Backups and disaster recovery
A reliable system survives hardware failures, accidental deletions and attacks. For that you need tested backups (a backup you don't know how to restore is not a backup) and a disaster recovery plan (disaster recovery). It is measured with two objectives:
- RPO (Recovery Point Objective): how much data you can afford to lose, expressed in time. An RPO of 1 hour means "at most we lose the last hour", which dictates how often to make copies.
- RTO (Recovery Time Objective): how much time you can be down while you restore the service.
SLA, SLO and error budget
- SLA (Service Level Agreement): the contract with the customer, with consequences (e.g. refunds) if it isn't met. It is an external commitment.
- SLO (Service Level Objective): the internal objective you set yourself (e.g. 99.9% availability). It is usually stricter than the SLA to leave margin.
- Error budget: what you have "left to spend" of the SLO. If your objective is 99.9%, that 0.1% of allowed failures is your budget. While there is budget left, you can deploy and take risks; if it runs out, you freeze changes and focus on stability.
Incident response and blameless postmortems
When something breaks, you follow an incident response process: detect, declare the incident, mitigate, communicate and resolve.
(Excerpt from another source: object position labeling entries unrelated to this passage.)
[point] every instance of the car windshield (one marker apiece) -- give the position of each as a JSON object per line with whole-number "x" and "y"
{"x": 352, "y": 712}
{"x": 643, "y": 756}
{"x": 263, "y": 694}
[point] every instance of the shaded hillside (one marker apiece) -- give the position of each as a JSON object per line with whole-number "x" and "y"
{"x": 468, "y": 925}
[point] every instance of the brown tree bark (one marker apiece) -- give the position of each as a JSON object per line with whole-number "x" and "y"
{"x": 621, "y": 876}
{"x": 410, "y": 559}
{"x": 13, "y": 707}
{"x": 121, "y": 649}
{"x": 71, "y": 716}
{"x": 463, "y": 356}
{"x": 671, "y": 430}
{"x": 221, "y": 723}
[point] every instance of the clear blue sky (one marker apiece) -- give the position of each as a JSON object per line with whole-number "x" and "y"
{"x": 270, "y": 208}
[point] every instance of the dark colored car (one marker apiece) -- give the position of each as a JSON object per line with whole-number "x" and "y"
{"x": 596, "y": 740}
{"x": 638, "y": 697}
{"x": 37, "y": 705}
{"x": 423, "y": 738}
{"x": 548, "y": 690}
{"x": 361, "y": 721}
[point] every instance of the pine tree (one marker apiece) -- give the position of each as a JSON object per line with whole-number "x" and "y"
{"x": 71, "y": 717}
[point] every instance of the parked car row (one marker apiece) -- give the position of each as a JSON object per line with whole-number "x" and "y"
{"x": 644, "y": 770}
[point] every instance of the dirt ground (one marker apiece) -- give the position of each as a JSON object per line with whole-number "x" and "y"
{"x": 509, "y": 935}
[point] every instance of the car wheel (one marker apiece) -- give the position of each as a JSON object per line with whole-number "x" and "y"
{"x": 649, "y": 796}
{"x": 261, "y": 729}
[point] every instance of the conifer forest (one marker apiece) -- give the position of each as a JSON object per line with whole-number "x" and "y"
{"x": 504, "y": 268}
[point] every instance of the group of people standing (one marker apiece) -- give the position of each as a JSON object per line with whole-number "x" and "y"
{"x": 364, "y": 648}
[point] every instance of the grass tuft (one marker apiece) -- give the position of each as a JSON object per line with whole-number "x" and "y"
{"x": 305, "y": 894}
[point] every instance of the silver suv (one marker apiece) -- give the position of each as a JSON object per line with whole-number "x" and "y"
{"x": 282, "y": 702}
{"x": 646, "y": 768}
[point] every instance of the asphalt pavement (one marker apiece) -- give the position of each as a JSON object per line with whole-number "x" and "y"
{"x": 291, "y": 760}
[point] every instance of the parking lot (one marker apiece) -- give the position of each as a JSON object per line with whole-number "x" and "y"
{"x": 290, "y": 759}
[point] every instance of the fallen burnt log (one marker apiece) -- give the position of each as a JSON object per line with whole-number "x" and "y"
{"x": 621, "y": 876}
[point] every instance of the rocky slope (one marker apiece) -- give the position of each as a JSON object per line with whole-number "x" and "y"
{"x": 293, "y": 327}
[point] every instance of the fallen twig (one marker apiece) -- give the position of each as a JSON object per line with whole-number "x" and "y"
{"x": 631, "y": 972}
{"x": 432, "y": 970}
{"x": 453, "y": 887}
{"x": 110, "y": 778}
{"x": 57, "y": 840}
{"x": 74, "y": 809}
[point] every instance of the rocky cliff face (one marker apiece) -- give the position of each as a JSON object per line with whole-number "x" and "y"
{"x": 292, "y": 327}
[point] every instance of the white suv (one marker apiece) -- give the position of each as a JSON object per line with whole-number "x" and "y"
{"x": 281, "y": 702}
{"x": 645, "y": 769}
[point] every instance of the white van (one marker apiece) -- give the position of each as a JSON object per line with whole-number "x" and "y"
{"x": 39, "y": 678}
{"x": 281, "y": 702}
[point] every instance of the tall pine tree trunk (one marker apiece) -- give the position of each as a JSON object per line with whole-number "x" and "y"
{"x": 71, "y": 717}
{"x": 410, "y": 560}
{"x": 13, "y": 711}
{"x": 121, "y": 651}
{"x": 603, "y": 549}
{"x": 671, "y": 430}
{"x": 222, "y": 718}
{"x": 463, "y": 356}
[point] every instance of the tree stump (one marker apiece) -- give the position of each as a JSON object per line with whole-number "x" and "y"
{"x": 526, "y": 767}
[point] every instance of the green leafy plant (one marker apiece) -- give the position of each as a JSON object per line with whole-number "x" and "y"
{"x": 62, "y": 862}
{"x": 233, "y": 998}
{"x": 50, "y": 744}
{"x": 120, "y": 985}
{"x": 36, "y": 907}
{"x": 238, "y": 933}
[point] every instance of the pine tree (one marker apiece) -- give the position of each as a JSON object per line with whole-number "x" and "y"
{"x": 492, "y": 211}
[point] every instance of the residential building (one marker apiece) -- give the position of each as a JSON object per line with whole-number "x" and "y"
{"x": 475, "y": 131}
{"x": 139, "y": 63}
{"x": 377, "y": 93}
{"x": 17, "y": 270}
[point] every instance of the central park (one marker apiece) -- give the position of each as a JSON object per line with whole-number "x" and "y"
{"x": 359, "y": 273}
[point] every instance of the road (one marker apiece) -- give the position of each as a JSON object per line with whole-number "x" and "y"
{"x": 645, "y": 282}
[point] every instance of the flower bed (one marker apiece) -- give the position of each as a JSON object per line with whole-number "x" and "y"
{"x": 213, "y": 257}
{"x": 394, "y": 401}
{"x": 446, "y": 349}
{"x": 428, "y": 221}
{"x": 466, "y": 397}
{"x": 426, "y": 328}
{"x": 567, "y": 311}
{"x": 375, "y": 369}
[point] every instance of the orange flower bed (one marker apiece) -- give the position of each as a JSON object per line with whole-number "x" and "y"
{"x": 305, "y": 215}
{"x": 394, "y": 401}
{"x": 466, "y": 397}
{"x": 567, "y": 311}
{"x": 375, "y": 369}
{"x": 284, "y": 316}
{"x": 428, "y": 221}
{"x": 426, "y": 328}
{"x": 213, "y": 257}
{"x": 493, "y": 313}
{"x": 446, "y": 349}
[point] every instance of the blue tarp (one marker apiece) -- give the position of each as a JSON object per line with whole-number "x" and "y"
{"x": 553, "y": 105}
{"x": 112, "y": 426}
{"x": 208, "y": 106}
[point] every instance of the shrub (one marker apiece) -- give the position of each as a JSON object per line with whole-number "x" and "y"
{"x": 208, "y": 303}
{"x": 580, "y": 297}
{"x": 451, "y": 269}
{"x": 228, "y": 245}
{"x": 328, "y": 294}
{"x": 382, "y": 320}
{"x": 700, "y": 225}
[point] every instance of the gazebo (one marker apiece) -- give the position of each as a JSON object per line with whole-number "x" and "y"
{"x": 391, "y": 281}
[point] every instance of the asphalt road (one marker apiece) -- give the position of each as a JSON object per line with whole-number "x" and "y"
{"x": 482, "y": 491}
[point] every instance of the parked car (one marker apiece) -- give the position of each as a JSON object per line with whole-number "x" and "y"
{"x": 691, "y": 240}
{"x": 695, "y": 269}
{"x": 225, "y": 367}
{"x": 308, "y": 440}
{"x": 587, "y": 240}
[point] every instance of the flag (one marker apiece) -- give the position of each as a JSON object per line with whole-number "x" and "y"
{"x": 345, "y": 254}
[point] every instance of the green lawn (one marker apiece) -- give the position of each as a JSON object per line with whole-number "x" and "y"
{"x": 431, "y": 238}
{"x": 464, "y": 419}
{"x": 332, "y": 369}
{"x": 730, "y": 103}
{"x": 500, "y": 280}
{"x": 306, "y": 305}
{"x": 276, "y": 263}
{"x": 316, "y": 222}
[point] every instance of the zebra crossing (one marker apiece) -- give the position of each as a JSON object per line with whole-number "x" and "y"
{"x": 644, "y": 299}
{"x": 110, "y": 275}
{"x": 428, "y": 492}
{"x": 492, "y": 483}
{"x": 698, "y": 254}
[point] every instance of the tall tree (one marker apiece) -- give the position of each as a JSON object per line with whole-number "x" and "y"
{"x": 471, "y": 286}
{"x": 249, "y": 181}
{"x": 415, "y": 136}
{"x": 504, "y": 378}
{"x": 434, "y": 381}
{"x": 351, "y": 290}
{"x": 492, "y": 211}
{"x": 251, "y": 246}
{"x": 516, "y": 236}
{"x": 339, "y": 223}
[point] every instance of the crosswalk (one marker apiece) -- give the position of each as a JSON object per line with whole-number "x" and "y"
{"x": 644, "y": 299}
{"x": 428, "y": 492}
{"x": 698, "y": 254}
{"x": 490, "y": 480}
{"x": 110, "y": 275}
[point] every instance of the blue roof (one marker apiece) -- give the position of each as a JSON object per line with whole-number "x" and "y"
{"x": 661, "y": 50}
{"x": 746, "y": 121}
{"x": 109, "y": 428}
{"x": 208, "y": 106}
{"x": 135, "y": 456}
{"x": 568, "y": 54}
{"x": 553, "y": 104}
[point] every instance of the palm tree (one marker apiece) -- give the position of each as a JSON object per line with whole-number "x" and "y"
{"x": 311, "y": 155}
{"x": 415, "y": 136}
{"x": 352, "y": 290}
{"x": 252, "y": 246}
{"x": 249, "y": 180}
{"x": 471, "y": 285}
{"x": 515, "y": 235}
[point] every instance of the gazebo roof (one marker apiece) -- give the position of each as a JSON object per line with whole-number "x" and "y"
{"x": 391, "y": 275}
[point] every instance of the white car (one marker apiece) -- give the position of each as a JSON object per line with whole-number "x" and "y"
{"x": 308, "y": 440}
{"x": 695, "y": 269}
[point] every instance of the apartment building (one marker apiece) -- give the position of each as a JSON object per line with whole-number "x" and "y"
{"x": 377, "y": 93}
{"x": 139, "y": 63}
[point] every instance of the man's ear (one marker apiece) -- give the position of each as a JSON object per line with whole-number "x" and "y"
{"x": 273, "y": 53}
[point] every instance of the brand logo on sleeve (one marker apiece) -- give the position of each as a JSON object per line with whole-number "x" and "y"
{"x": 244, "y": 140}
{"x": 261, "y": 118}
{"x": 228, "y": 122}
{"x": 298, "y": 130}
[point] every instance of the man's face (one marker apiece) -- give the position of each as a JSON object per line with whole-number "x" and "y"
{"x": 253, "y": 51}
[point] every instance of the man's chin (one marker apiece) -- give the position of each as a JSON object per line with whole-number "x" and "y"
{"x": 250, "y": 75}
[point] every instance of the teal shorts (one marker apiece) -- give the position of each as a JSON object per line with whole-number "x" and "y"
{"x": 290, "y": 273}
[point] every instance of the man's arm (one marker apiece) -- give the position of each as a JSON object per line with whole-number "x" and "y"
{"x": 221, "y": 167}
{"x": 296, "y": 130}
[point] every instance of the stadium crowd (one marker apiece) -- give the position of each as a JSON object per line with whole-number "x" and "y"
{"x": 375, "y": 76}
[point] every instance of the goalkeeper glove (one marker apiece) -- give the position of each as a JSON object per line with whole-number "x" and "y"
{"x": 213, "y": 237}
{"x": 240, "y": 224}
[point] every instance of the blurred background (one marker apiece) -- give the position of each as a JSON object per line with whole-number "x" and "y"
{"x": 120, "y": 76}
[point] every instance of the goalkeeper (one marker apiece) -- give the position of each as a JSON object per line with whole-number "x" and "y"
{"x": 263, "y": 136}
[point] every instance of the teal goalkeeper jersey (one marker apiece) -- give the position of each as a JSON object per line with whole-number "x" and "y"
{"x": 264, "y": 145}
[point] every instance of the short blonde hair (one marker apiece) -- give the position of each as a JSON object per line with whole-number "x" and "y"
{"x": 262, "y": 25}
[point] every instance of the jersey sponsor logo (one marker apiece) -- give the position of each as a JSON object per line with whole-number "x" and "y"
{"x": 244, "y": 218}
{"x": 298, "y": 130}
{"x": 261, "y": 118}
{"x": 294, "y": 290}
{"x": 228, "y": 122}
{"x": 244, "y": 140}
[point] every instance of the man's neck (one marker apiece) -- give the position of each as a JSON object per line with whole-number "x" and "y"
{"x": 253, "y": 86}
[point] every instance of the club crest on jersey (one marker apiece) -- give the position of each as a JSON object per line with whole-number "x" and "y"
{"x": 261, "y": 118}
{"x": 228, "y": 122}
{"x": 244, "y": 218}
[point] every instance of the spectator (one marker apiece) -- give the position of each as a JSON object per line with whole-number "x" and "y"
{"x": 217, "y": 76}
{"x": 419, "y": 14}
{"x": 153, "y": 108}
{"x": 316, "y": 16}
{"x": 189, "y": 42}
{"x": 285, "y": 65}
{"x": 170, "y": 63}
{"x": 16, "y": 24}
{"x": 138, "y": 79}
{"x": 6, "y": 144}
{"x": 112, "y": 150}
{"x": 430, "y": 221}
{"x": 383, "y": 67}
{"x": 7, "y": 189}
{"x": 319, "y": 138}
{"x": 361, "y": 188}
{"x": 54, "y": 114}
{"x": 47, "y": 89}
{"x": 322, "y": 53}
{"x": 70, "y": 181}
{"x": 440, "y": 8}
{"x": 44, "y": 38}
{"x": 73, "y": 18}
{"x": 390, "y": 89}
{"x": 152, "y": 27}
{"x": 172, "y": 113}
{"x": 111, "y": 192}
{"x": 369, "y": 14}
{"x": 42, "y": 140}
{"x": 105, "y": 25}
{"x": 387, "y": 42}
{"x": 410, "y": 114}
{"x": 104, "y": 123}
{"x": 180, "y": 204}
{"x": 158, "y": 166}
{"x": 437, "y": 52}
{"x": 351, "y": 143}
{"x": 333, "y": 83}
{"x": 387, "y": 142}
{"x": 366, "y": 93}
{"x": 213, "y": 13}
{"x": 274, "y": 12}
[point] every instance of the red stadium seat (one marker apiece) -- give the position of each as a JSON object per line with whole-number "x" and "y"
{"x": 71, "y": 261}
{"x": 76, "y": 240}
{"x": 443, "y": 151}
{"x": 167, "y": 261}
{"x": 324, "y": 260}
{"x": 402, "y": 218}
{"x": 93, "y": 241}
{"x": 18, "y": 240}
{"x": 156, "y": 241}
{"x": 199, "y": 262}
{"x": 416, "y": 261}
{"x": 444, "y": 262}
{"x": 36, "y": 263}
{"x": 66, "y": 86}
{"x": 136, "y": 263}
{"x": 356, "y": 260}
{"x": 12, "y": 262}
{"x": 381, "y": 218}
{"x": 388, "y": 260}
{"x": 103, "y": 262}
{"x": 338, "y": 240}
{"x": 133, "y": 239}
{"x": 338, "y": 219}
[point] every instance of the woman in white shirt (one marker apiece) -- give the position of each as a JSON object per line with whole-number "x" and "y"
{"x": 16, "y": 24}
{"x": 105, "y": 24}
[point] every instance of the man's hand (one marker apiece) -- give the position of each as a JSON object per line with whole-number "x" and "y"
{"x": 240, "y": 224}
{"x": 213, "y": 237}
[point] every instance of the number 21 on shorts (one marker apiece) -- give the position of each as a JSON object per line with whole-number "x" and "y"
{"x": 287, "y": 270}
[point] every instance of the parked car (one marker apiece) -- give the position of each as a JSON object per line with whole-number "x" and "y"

Afterwards a postmortem is written: what happened, impact, root cause and actions to prevent it from recurring.
The postmortem is blameless: systems and processes are analyzed, you don't look for someone to point at. Only that way do people tell what really happened and the organization learns.
Safe deployments: blue-green, canary and rollback
Deploying is one of the riskiest moments. Strategies to reduce that risk:
- Blue-green: you keep two identical environments. One (blue) serves the traffic while you deploy on the other (green); when it's ready, you switch the traffic all at once. If it fails, you go back to the previous one instantly.
- Canary: you release the new version to a small percentage of users (the "canaries"). If the metrics stay healthy, you expand little by little up to 100%; if they worsen, you stop it before affecting everyone.
- Rollback: the ability to quickly go back to the previous stable version when a deployment goes wrong. Having a fast, rehearsed rollback is what makes it safe to deploy often.